For DESeq2, apeglm LFC shrinkage is applied for the engine's *own* ranking/visualization;
the standardized `log2FoldChange` reported for cross-method use is the **unshrunk** value.

**Step 6 — QC plots and export.**

```
source("scripts/qc_plots.R");      run_all_qc(fit, output_dir = "results")
source("scripts/export_results.R"); export_de(fit, output_dir = "results")
```

**Step 7 — (On request) cross-method concordance.** If the user wants a robustness check,
run the other applicable engines **on the same filtered set** and compare:

```
source("scripts/concordance.R")
concordance(list(deseq2 = res_deseq2, edger = res_edger, limma = res_limma),
            padj_cutoff = 0.05, output_dir = "results")
```

This produces an overlap-count table and a consensus DEG list (genes significant in ≥2
methods). It compares using **only** `padj` and **unshrunk** `log2FoldChange` — never
`baseMean_equiv`. Concordance is a **robustness check, not a significance booster**.

**Step 8 — Report.** Summarize: method used and rationale, contrast tested, number of DEGs
(up/down) at the chosen threshold, key caveats. Point the user to the saved files.

---

## Method Selection at a Glance (advisory)

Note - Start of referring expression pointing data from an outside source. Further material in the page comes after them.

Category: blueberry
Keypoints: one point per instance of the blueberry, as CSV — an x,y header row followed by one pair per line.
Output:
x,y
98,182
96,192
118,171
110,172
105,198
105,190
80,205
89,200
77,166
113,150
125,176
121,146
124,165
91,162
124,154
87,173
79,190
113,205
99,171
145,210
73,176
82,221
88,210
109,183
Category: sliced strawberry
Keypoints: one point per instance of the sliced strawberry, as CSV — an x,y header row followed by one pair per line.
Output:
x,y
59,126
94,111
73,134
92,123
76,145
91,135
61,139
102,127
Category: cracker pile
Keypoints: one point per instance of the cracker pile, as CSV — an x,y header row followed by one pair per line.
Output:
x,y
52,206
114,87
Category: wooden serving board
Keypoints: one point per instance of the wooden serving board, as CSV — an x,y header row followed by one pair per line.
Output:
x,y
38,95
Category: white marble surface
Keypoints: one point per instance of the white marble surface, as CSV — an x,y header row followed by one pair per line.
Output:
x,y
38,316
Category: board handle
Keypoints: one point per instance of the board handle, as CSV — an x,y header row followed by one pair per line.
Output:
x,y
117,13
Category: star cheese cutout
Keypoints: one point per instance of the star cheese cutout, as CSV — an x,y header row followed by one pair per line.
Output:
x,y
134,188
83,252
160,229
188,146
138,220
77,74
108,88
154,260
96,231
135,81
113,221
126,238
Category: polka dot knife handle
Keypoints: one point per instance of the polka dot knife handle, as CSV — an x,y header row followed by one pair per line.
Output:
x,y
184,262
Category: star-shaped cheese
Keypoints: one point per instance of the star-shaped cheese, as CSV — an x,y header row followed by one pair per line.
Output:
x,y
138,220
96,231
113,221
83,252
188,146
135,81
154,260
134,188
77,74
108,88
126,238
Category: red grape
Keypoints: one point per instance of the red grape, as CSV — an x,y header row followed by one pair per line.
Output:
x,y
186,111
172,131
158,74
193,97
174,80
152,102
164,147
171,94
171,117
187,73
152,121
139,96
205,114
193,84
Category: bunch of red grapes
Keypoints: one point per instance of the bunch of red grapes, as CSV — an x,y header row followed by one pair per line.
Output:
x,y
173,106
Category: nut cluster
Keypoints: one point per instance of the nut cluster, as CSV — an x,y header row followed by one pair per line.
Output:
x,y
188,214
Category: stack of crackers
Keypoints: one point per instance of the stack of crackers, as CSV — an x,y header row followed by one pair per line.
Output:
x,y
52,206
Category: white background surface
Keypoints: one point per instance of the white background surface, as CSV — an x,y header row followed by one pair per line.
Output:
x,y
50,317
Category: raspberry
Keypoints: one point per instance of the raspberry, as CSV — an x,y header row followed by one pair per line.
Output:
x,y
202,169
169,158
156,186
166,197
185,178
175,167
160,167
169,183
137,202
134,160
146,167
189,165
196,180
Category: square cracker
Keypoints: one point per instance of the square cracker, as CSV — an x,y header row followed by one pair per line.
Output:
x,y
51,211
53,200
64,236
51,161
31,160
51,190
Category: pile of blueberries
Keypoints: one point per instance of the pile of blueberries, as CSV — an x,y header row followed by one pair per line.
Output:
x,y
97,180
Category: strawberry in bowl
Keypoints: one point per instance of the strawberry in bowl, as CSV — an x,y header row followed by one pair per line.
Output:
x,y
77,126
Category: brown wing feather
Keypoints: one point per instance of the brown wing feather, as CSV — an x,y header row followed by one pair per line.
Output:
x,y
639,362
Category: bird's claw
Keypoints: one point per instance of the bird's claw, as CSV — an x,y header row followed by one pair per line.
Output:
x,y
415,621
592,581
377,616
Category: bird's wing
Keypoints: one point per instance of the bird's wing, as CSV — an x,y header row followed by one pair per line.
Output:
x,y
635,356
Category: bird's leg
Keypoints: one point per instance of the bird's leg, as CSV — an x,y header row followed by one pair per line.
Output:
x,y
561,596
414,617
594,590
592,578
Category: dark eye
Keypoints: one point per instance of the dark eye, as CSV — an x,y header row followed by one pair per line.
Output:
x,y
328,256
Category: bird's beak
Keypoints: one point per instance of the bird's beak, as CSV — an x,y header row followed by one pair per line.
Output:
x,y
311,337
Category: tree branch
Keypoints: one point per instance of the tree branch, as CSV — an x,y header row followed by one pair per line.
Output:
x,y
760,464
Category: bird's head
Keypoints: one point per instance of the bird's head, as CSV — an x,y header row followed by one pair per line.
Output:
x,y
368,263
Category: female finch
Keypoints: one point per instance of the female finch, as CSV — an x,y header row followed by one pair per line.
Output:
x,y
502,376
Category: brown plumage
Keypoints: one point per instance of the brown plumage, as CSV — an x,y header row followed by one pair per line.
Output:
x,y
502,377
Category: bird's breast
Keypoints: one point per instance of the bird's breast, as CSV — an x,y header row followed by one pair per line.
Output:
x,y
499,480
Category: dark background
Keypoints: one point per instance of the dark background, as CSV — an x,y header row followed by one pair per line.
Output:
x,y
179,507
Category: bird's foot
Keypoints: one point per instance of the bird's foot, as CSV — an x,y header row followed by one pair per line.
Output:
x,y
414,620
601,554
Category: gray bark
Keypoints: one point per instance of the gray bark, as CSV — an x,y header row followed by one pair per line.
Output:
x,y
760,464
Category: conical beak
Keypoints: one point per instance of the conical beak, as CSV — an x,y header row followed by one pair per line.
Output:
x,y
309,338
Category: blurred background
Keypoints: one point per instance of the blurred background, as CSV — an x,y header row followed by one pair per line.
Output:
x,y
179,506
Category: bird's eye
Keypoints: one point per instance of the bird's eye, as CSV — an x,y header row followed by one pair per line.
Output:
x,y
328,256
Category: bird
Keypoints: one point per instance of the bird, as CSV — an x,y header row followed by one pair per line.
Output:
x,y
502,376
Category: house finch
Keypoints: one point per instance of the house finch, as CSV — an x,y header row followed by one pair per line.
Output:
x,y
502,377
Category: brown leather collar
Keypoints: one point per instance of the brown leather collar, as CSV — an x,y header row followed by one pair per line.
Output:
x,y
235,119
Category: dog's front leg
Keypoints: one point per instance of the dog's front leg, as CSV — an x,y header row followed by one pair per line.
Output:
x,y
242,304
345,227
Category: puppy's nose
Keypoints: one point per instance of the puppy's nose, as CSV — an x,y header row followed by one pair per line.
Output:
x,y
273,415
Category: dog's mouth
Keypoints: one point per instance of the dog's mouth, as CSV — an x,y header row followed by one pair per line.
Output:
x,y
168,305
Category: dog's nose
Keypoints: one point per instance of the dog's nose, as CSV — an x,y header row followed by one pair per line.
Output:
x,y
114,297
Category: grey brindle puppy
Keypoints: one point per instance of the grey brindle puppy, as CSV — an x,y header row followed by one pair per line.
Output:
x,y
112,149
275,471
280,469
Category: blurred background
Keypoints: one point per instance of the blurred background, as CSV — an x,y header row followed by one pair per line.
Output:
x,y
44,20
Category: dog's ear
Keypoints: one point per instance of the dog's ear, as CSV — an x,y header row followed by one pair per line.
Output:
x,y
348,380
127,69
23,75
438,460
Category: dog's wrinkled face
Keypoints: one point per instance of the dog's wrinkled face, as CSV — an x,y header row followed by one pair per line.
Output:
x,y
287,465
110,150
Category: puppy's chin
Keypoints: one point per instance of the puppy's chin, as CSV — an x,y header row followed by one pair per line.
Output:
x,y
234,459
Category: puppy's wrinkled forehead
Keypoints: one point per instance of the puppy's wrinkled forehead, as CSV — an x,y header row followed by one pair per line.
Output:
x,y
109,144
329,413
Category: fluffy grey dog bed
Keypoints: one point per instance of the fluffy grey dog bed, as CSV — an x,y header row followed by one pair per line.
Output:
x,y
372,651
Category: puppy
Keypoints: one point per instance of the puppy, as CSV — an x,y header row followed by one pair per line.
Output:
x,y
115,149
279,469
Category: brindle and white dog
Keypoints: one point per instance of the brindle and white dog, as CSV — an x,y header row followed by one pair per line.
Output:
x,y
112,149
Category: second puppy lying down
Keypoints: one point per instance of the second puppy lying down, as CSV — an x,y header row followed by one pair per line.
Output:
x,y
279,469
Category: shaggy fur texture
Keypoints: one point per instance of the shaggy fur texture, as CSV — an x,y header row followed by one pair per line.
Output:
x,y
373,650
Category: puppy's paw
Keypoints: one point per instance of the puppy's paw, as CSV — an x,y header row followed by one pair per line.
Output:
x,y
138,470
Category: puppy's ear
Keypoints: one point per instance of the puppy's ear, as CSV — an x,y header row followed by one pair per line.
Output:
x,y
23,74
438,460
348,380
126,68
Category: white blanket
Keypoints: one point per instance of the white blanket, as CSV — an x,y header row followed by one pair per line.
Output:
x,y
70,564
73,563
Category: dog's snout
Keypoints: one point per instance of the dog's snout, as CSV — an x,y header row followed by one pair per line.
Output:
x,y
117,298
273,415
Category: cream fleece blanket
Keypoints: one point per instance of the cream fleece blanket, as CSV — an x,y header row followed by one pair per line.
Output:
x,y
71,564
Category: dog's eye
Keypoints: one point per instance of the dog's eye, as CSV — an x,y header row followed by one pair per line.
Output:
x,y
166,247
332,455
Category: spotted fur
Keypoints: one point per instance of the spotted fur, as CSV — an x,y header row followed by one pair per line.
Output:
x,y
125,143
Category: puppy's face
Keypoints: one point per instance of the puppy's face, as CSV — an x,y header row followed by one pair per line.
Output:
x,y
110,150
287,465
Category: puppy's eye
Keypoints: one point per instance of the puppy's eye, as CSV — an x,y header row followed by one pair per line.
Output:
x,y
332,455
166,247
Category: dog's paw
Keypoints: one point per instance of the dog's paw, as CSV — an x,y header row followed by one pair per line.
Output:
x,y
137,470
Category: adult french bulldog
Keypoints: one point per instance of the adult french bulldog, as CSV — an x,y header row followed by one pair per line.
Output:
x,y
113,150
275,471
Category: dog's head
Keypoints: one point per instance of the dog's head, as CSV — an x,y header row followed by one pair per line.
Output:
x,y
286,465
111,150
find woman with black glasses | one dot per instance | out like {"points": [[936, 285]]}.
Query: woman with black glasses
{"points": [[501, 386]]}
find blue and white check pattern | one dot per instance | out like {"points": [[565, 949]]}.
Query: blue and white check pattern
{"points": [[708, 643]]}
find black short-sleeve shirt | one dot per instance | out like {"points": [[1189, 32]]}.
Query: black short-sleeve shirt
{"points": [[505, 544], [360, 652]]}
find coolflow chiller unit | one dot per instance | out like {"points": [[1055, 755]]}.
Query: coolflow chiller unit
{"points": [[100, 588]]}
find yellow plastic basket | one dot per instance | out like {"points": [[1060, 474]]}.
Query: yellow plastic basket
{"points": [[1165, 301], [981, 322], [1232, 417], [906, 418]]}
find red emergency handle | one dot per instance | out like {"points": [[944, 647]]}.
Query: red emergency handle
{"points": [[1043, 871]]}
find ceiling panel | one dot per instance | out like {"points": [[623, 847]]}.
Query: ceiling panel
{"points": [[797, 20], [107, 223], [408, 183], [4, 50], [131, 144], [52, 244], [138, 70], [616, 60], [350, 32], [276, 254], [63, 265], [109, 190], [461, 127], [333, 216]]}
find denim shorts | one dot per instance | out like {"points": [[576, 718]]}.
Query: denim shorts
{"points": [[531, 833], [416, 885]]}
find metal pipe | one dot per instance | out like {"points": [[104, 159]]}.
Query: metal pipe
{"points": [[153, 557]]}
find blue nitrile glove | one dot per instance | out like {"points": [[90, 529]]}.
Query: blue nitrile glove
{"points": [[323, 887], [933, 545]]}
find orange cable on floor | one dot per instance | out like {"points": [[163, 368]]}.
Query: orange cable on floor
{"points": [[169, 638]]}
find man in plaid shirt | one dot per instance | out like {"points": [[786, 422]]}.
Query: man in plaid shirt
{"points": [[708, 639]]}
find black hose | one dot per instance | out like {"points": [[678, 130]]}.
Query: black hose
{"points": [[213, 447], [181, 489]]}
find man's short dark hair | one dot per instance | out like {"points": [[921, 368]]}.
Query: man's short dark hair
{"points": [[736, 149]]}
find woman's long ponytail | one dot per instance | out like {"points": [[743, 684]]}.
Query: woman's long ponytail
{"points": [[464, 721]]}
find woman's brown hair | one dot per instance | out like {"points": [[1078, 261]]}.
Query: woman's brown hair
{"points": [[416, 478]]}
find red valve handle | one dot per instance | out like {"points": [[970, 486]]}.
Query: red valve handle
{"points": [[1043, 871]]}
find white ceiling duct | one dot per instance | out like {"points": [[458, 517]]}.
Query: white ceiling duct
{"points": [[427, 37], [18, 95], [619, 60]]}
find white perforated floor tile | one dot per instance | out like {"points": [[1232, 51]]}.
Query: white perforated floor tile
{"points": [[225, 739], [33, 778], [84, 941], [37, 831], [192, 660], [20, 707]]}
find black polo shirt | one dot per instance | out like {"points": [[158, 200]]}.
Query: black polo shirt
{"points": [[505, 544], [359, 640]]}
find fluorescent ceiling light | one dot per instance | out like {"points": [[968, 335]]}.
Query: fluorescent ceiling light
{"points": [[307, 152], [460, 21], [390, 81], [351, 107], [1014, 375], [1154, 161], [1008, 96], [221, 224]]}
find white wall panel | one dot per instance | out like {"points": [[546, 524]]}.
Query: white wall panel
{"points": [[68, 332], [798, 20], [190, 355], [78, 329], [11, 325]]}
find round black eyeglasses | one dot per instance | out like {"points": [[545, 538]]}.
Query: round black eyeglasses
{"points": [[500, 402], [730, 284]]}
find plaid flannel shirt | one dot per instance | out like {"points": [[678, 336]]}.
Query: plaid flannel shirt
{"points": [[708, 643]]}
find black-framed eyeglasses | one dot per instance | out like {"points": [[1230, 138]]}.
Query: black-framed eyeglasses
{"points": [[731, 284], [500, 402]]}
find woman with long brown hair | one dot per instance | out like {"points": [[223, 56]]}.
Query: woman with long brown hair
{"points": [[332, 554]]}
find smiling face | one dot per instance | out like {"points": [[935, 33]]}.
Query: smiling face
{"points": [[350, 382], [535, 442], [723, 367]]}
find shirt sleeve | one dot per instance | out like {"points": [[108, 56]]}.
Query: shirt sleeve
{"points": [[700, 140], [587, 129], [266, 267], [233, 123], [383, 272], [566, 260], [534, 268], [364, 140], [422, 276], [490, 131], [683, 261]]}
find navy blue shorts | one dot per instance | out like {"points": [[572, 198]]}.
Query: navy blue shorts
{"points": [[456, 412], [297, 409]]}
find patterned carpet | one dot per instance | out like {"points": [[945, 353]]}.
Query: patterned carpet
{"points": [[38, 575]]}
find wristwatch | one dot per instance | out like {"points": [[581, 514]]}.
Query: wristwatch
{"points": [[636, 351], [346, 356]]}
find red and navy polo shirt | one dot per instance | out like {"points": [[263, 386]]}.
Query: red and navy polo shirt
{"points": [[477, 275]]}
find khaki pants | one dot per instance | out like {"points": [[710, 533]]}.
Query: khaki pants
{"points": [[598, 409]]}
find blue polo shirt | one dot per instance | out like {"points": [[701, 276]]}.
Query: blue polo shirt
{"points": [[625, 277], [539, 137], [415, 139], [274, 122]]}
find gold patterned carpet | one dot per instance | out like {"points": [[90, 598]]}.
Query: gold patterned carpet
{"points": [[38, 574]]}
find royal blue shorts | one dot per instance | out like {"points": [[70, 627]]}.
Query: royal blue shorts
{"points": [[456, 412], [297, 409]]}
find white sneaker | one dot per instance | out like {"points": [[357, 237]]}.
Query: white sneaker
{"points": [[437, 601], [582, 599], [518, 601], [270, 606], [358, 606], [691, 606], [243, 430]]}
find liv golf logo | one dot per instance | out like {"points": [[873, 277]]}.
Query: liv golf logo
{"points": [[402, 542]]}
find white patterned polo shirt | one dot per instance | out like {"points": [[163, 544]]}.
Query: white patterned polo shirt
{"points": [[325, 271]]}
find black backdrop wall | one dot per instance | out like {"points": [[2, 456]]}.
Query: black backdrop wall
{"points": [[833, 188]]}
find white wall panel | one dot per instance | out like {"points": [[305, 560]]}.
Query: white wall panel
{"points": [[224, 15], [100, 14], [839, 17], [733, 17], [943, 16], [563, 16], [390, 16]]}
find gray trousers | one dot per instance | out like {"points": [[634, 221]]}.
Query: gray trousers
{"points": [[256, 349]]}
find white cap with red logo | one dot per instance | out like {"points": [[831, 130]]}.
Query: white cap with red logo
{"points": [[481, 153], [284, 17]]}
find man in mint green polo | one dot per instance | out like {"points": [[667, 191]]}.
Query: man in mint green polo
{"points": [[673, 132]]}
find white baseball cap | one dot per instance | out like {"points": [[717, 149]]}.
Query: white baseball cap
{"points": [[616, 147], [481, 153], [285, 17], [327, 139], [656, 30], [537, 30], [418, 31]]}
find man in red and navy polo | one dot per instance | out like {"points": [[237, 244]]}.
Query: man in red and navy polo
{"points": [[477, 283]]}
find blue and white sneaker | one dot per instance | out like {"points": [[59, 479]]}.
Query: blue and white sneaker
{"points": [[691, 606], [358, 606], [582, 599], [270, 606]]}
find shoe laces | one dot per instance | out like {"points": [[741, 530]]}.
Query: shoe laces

| Situation | Lean toward | Why |
| --- | --- | --- |
| Typical experiment, raw counts, simple design | **DESeq2** (default) | Robust, validated, good default shrinkage |
| Very small replicates per group | **edgeR** (QL F-test) | Quasi-likelihood handles tiny-n dispersion |
| Large n and/or complex multi-factor design | **limma-voom** | Fast, well-calibrated, flexible formulas |
| User wants a robustness check | run ≥2 + **concordance** | Reports gene-call overlap across methods |

These are starting points to explain and confirm with the user, **not** thresholds to apply
mechanically. Full narrative: [`references/method-selection-guide.md`](#).

---

## Scientific Caveats

- **Use adjusted p-values (BH-FDR `padj`), never raw p-values**, to call significance —
  thousands of genes are tested simultaneously.
- **Count-based methods (DESeq2, edgeR) and limma-voom all require raw integer counts**,
  never TPM/FPKM. If only normalized values exist, `log2(TPM)` → **limma-trend** is a
  documented *last-resort* fallback with strong caveats: TPM's transcript-length
  normalization violates the logCPM mean–variance assumption, so results are approximate
  and must be flagged as such.
- **The design must be full rank / not confounded.** This is checked programmatically in
  `inspect_and_recommend.R`; resolve any confounding before running.
- **`baseMean_equiv` is not comparable across methods** (see schema note above).
- **Cross-method LFCs are only compared on unshrunk terms** in concordance output.

---

## Self-Test / Eval

[`scripts/selftest.R`](#) runs all three engines on a bundled example
dataset (pasilla) and asserts: every engine emits the standardized schema; significance
uses `padj`; the shared filter yields one common gene universe; the recommender behaves
sensibly across n; the full-rank check flags a confounded design; concordance uses only
`padj`/LFC (never `baseMean_equiv`); and a non-integer matrix triggers the raw-counts
guardrail. Run it after installing the engine packages to validate the skill end-to-end.

---

## References

- [`references/method-selection-guide.md`](#) — when and why to choose each engine (narrative).
- [`references/comparison-and-caveats.md`](#) — assumptions, FDR, design/contrast handling, LFC- and baseMean-comparability.
- [`references/troubleshooting.md`](#) — common errors across all three engines.